By Nick Pisa in Rome
Horse meat, one of Italy‘s most popular culinary delicacies, is under threat from a cross party proposal to ban its sale
Italy is the largest consumer of horsemeat in Europe with more than 48,000 metric tonnes eaten every year and it is a common dish among youngsters because of its high iron content.
According to the Food and Agriculture Organisation 213,000 horses are slaughtered in Italy every year but now politicians from all parties are considering banning its slaughter and sale.
Francesca Martini, a minster with the Italian health ministry and a member of the ruling Right-wing coalition, has put forward the bill, arguing that the “dignity of horses should be respected”.
The motion is already on the desk of the Italian parliament’s culture commission and has won considerably cross party support with opposition centre-Left MPs also backing it.
Among those leading the call for a ban is Italy’s agriculture minister Luca Zaia who says horses should not be eaten and instead “considered just like cats and dogs”.

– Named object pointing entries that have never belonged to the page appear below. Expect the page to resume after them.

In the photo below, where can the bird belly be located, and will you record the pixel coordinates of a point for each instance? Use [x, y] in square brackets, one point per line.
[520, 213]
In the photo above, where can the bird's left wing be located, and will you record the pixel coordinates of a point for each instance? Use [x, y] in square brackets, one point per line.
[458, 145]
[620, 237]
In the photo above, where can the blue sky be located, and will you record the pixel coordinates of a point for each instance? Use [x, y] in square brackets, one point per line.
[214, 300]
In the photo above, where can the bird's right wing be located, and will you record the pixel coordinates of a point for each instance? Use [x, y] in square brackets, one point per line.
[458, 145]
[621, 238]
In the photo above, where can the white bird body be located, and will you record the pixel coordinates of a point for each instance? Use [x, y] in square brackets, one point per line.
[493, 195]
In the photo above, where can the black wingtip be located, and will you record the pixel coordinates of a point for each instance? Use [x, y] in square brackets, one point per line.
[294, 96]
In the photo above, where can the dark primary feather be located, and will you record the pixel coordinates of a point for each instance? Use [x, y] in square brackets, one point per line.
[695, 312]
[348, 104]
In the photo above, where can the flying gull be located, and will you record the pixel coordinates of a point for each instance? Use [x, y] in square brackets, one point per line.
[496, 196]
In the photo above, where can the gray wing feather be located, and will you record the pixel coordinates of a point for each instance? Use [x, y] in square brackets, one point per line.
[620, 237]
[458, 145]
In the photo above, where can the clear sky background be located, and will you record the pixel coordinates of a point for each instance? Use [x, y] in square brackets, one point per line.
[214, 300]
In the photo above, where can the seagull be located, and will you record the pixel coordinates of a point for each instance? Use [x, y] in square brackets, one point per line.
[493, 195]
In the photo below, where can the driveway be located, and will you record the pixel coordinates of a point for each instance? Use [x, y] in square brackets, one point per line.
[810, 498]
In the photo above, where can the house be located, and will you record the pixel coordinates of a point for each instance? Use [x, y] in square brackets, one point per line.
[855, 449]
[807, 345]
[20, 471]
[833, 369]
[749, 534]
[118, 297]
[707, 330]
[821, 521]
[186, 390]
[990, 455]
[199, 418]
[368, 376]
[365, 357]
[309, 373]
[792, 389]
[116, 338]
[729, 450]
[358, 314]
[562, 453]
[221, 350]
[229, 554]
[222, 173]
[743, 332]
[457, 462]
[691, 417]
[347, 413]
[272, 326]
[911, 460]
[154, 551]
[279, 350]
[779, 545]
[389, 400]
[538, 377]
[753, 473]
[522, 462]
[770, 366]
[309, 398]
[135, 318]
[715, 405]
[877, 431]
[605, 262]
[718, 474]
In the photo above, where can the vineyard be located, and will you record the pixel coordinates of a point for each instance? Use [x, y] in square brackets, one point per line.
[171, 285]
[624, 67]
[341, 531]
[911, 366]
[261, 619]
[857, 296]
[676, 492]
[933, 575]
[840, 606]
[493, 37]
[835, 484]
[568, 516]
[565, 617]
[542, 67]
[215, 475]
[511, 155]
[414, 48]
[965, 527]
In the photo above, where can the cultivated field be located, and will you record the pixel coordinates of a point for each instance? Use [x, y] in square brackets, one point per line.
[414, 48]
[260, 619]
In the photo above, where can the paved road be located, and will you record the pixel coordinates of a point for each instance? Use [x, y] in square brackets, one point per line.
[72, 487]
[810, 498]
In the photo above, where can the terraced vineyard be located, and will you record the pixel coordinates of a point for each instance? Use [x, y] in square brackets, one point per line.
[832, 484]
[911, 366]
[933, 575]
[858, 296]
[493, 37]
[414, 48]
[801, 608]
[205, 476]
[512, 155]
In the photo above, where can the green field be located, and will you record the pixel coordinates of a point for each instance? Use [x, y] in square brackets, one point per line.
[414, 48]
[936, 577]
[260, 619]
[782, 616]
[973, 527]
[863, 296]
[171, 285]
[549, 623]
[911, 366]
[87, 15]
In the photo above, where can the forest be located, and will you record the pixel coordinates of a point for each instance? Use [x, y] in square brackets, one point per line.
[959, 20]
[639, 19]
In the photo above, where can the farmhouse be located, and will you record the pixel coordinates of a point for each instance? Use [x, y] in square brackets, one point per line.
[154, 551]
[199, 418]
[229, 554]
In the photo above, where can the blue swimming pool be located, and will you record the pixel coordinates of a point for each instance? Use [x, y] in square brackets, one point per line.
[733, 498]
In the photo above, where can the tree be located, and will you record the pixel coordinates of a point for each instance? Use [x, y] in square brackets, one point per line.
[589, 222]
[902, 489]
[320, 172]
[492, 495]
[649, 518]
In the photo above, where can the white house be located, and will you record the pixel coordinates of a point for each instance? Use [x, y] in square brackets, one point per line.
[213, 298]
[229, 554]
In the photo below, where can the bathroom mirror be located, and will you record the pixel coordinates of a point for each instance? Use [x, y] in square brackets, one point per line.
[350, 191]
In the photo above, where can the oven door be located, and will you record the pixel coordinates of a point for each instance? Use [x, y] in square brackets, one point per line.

Mr Zaia said:”I have always been against the slaughter and consumption of horse meat. Horses are fine animals and should be treated as such, they should not be eaten.”
His support has angered people who live in his home region of Veneto, which covers Venice and Verona, where horse meat is a culinary delicacy and features in several dishes.
Horse meat is used in a stew called pastissada (typical of Verona), served as horse or colt steaks, as carpaccio, or made into bresaola.
Horse fat is used in recipes such as “pezzetti di cavallo” (pieces of horsemeat) and another favourite dish is horse in a bed of rocket, dressed with olive oil and fresh lemon juice.
Also in Veneto, horsemeat sausages called “salsiccia di equino” or salami, and thin strips of horse meat called “sfilacci” are sold and it has 8 per cent of the country’s national consumption.
According to figures from the Italian health department the average national consumption is around a kilo of horsemeat per year per person.
Italian newspaper websites carrying the report were flooded with comments from angry readers in areas such as Veneto where horsemeat is popular.
One person in Venice wrote: “Why is the government trying to abolish something that is buried in the roots of Italian culture? If it is banned it will just be driven underground and there will be a thriving black market.”
While another in Verona said: “Horse meat is part of the culinary culture of my city. Politicians are always talking about the loss of traditions but they are quite happy to get rid of this one when it suits them.”
However the proposal was welcomed by the Italian federation for equine sports and animal cruelty charities who said it was “legislation that had been long overdue”.
Horse meat has been a delicacy in Italy since the Roman times although during the Middle Ages Pope Gregory III did describe its consumption as “abominable” but his calls for it to be shunned were ignored by hungry peasants.
In 1928 a law was introduced by Benito Mussolini‘s Fascist government that only specialist horse butchers could sell equine meat and they could not stock other cuts.
In order to meet the high demand for horse meat in Italy more than 20,000 horses are imported from Poland and Eastern Europe every year.